The AARC is accepting applications now through Aug. 1, 2023 for the 2024-2025 Apex Recognition Award. Acute care hospitals, long-term care facilities, home equipment companies, educational programs, and dedicated transport teams are all invited to apply. What goes into a successful application? Managers and educators whose facilities recently received the Apex Recognition Award share their experiences.

Learn More About Apex

The Commission on Accreditation for Respiratory Care accredits respiratory care educational programs, and students can rest assured their programs have met high standards. Apex recognition from the AARC builds on those high standards by recognizing educational programs that have risen to even higher levels by meeting or exceeding 19 separate requirements denoting superior performance in respiratory care education.  

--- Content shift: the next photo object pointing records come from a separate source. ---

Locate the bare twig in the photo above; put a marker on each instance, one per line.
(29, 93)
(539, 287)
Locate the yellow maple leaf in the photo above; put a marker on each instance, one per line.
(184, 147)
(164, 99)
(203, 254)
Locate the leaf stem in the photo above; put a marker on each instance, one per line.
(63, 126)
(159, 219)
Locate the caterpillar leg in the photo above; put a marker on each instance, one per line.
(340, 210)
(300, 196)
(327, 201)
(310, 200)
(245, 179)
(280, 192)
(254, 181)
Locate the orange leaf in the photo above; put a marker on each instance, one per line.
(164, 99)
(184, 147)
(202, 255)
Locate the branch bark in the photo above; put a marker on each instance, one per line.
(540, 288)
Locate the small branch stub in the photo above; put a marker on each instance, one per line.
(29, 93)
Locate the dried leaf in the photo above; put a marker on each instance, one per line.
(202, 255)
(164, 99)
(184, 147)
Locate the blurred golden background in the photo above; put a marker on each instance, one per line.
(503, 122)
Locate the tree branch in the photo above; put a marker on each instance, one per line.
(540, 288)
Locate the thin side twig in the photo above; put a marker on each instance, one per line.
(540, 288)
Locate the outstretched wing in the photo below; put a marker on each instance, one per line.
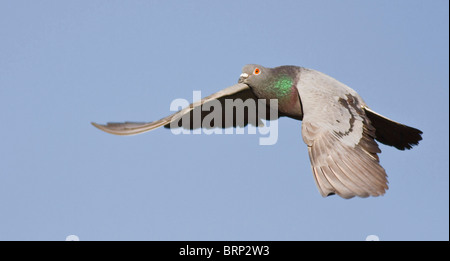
(340, 138)
(237, 91)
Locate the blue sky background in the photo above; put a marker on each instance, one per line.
(64, 64)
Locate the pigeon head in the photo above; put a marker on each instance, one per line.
(254, 75)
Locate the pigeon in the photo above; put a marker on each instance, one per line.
(339, 129)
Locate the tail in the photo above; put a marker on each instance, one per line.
(393, 133)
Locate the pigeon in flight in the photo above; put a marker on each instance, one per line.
(337, 126)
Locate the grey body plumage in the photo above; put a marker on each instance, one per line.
(337, 125)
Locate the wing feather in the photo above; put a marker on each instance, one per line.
(340, 138)
(237, 91)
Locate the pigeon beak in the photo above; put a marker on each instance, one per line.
(242, 77)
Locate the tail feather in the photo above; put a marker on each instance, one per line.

In this interview, recent Apex recipients in the education category, Tom Jones, MEd, RRT, CPFT, from the University of Arkansas for Medical Sciences, Megan Koster, EdD, RRT, RRT-NPS, from Boise State University, and Jennifer Keely, MEd, RRT, RRT-ACCS, from the University of Missouri, offer insights they’ve gained from going through the extensive application process.  

First, tell us why your RT program decided to apply for Apex recognition from the AARC and what it has meant to your program and school to receive the honor.  

Tom Jones: Demonstrating excellence is part of our program’s culture. We believe the Apex award is an objective measure of excellence by a trusted evaluation team. The Apex criteria for disease management, research, and education highlight the distinctive areas in our traditional BS degree and AS-BS degree advancement curriculum.  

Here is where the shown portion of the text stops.